A child of mass 26kg is travelling at 4.0ms at the bottom of the slide which is 2m vertically below the top. The length of the slide is 6m.
Calculate

i) The energy used in overcoming the friction during the child's descent

ii) The magnitude of the frictional force.

Totally confused about this question. I know Work done = Force.displacement in the direction of the force but then does this mean that question i) is equal to W=26(9.8)Cos19.47?

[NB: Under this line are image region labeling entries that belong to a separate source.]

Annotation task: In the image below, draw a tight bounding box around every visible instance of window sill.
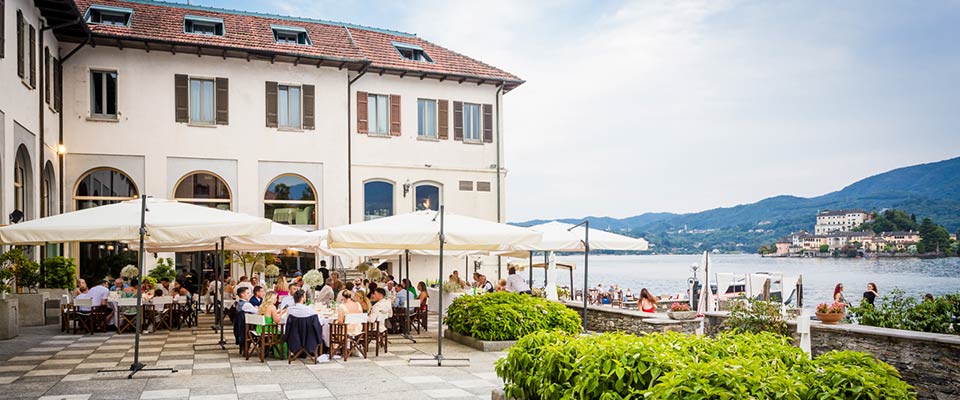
[87,115,120,122]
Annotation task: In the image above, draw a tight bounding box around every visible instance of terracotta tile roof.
[74,0,523,87]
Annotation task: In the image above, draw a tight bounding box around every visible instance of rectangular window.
[367,94,390,135]
[190,78,216,125]
[270,25,312,45]
[463,103,480,142]
[277,85,301,129]
[183,15,223,36]
[417,99,437,139]
[90,71,117,118]
[86,6,133,26]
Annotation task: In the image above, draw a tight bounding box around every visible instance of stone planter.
[0,295,20,340]
[12,293,50,326]
[817,313,845,325]
[667,311,697,321]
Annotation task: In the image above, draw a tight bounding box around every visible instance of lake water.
[548,254,960,308]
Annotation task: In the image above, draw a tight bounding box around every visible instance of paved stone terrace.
[0,315,504,400]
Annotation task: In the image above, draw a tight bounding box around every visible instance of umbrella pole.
[97,194,177,379]
[410,205,468,367]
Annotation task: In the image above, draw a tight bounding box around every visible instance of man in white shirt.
[367,288,399,332]
[277,285,306,310]
[89,279,110,307]
[507,267,530,294]
[316,278,334,305]
[287,290,317,318]
[233,276,253,293]
[237,287,257,314]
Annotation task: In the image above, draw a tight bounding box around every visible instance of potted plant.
[817,301,845,325]
[667,303,697,320]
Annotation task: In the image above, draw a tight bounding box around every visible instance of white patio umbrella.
[327,205,543,366]
[0,195,270,377]
[503,221,649,330]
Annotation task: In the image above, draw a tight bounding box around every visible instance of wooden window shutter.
[30,25,37,88]
[173,74,190,122]
[17,10,24,78]
[303,85,316,129]
[453,101,463,141]
[437,100,450,140]
[483,104,493,143]
[43,47,52,104]
[264,82,280,128]
[53,58,63,112]
[390,94,400,136]
[214,78,230,125]
[357,92,369,133]
[0,0,7,58]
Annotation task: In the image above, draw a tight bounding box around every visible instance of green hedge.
[496,332,916,400]
[446,292,580,340]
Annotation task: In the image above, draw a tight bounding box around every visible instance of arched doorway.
[73,168,140,286]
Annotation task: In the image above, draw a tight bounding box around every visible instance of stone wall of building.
[565,302,700,334]
[704,313,960,400]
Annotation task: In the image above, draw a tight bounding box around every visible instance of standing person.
[507,267,531,294]
[863,282,880,306]
[637,288,657,313]
[833,283,850,306]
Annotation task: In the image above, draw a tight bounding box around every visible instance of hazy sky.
[193,0,960,221]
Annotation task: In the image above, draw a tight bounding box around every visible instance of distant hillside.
[517,157,960,253]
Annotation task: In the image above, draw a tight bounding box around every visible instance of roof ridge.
[107,0,417,37]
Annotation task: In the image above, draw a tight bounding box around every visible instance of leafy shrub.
[446,292,580,340]
[723,298,790,335]
[496,331,916,400]
[43,257,77,290]
[850,289,960,335]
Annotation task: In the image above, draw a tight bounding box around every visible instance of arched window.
[10,145,33,222]
[73,168,140,285]
[413,183,440,211]
[263,175,317,227]
[363,181,393,221]
[173,172,230,210]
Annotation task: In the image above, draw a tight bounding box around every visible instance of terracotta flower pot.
[817,313,845,325]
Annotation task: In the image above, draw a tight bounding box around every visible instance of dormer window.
[84,5,133,26]
[393,42,433,62]
[183,15,223,36]
[270,25,311,45]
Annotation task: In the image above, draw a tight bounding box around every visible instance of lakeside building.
[0,0,523,282]
[813,209,873,235]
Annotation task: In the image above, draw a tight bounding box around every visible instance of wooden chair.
[70,299,94,335]
[343,313,370,361]
[117,297,137,334]
[240,314,267,362]
[328,322,350,361]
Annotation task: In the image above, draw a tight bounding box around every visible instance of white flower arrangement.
[264,264,280,276]
[303,269,323,287]
[120,264,140,279]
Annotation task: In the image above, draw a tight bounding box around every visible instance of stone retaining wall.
[564,301,700,334]
[704,313,960,399]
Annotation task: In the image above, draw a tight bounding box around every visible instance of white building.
[813,210,873,235]
[0,0,523,288]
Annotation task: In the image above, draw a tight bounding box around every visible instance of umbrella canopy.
[0,198,270,244]
[327,211,543,251]
[128,222,320,252]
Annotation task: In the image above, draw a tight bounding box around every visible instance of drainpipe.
[347,62,370,224]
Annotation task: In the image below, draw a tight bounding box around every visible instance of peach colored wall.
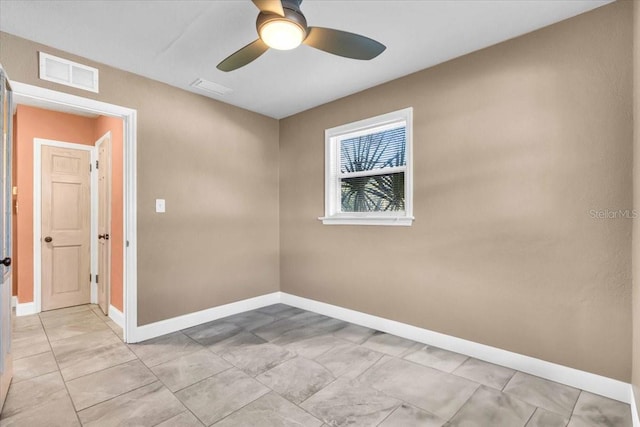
[93,116,124,311]
[0,32,280,326]
[14,105,123,311]
[14,105,95,303]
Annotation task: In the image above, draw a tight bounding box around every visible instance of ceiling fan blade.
[252,0,284,16]
[217,39,269,71]
[302,27,387,59]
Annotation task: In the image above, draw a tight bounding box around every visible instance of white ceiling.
[0,0,610,118]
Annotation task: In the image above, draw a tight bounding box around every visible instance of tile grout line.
[38,313,82,426]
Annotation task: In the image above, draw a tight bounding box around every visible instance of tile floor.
[0,304,631,427]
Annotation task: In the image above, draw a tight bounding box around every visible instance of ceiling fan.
[217,0,386,71]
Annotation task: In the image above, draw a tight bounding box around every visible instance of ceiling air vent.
[39,52,98,93]
[191,79,233,95]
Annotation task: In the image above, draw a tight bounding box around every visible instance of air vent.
[191,79,233,95]
[40,52,98,93]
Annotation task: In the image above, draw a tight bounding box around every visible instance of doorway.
[13,82,137,342]
[38,139,93,311]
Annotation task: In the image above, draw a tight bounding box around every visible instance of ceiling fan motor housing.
[256,1,307,35]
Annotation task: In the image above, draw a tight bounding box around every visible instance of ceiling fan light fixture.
[258,19,307,50]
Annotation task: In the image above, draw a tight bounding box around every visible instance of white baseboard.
[281,292,630,403]
[121,292,640,406]
[16,300,37,316]
[109,304,124,329]
[127,292,280,343]
[630,385,640,427]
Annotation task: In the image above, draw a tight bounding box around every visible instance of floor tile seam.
[200,387,268,427]
[288,396,329,426]
[238,352,312,386]
[368,399,406,427]
[0,388,82,425]
[72,380,171,416]
[164,365,236,394]
[198,383,272,427]
[500,362,520,393]
[303,333,364,366]
[69,374,160,413]
[52,337,137,371]
[313,346,385,380]
[40,308,102,327]
[502,388,568,418]
[44,327,120,349]
[12,350,55,362]
[11,362,59,385]
[62,359,159,390]
[444,357,516,392]
[352,353,391,381]
[38,315,82,426]
[169,366,239,402]
[442,384,482,423]
[569,389,584,422]
[45,325,114,342]
[126,336,207,369]
[151,412,196,427]
[134,343,206,369]
[288,375,340,408]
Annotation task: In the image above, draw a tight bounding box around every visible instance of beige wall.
[0,33,279,325]
[632,0,640,419]
[280,2,633,381]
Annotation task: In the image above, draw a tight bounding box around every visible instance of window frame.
[318,107,414,226]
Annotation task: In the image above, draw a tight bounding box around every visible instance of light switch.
[156,199,166,213]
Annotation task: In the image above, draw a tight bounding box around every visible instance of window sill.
[318,216,415,227]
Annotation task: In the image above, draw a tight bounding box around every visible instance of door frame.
[91,130,113,311]
[33,138,98,313]
[11,81,139,342]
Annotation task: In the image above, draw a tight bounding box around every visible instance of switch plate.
[156,199,166,213]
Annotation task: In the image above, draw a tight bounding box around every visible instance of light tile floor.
[0,304,631,427]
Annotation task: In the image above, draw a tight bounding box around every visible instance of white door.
[96,132,111,315]
[0,67,13,411]
[41,145,91,310]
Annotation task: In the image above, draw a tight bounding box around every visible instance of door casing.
[94,131,113,314]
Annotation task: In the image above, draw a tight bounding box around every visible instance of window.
[320,108,413,225]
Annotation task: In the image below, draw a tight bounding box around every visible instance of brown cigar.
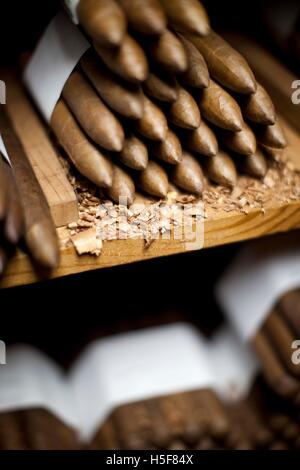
[62,71,124,152]
[178,33,209,88]
[119,0,167,35]
[242,83,276,126]
[144,72,178,103]
[80,54,144,119]
[77,0,126,46]
[151,129,182,165]
[184,120,219,157]
[137,160,169,198]
[168,86,201,129]
[118,134,148,170]
[220,123,256,155]
[136,96,168,141]
[0,106,59,269]
[149,29,188,74]
[187,31,256,94]
[206,150,237,187]
[171,151,204,194]
[199,80,244,132]
[51,100,113,188]
[256,120,287,149]
[107,165,135,205]
[160,0,210,36]
[94,34,148,83]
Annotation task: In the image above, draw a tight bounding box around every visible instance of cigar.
[107,165,135,205]
[206,150,237,187]
[137,160,169,198]
[183,120,219,157]
[199,80,244,132]
[80,53,144,119]
[151,129,182,165]
[178,33,209,88]
[119,0,167,35]
[171,151,204,195]
[0,107,59,270]
[94,34,148,83]
[118,134,148,171]
[62,71,124,152]
[168,86,201,129]
[262,310,300,378]
[136,96,168,141]
[51,100,113,188]
[220,123,256,155]
[144,72,178,103]
[77,0,127,46]
[149,29,188,74]
[242,83,276,126]
[186,31,257,94]
[160,0,210,36]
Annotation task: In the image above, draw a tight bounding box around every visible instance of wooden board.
[0,70,78,227]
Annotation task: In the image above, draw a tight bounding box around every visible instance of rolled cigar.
[119,0,167,35]
[51,100,113,188]
[62,71,124,152]
[178,33,209,88]
[184,120,219,157]
[168,86,201,129]
[186,31,257,94]
[94,34,148,83]
[206,150,237,187]
[77,0,127,46]
[0,107,59,269]
[220,123,256,155]
[235,149,268,178]
[256,120,287,149]
[263,310,300,378]
[80,53,144,119]
[160,0,210,36]
[118,134,148,170]
[144,72,178,103]
[107,165,135,205]
[149,29,188,74]
[199,80,244,132]
[171,151,204,194]
[137,160,169,198]
[242,83,276,126]
[278,289,300,338]
[136,96,168,141]
[152,129,182,165]
[252,331,300,399]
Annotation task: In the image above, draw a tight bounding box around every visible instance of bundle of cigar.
[252,289,300,408]
[51,0,286,204]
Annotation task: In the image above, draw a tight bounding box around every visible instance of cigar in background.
[186,31,257,94]
[77,0,127,46]
[199,80,244,132]
[168,86,201,129]
[51,100,113,188]
[80,52,144,119]
[137,160,169,198]
[178,33,209,88]
[160,0,210,36]
[171,151,204,195]
[62,71,124,152]
[94,34,148,83]
[119,0,167,35]
[0,106,59,270]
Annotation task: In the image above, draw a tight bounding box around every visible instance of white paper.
[23,12,90,122]
[216,237,300,340]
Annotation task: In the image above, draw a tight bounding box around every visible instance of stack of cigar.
[51,0,286,204]
[252,290,300,407]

I have no idea. Would appreciate any help.

thank you

2. Sep 30, 2007

### Staff: Mentor

Assume the child started at the top with zero speed. What's the total energy at the top? At the bottom?

3. Sep 30, 2007

### ZAMM

At the top would be the potential energy so 26*9.8*2, but this would be the energy output (I think). That's not really what i) is asking. At the bottom would also be the same but in kinetic energy form.

4. Sep 30, 2007

### Staff: Mentor

Why don't you check and see? They give you the speed. (The energy would only be the same if there were no losses to friction.)

5. Sep 30, 2007

### ZAMM

OK, so at the bottom of the slide E=.5(26)(4)^2 but I'm still confused. The length of the slide has 2 components? is the horizontal component the frictional component? I have no clue.

6. Sep 30, 2007

### turdferguson

Potential energy only deals with vertical displacement. You need the length of the slide for the second part of the question

7. Sep 30, 2007

### ZAMM

I know it only deals with vertical displacement but in this context the energy that requires him to get from the top to the bottom (neglecting the slide) would be mgh, but this alone does not help me solve the equation.

8. Sep 30, 2007

### Staff: Mentor

Good. How does that compare to the energy it started with at the top?

9. Sep 30, 2007

### turdferguson

The problem deals with conservation of energy. Etop=Ebottom. Without friction, PEtop=KEbottom, but thats not what you have here.

10. Sep 30, 2007

### ZAMM

At the top PE=mgh=26*9.8*2=509.6J and at the bottom KE=.5*26*4^2=208J. Energy is greater at the top than at the bottom.

11. Sep 30, 2007

### Staff: Mentor

OK, so what's the answer to the first question?

12. Sep 30, 2007

### ZAMM

The difference between them? but if it is that, what I calculated is not energy "used" but more wasted.

13. Sep 30, 2007

### Staff: Mentor

That depends on your point of view: You "used" it to overcome friction.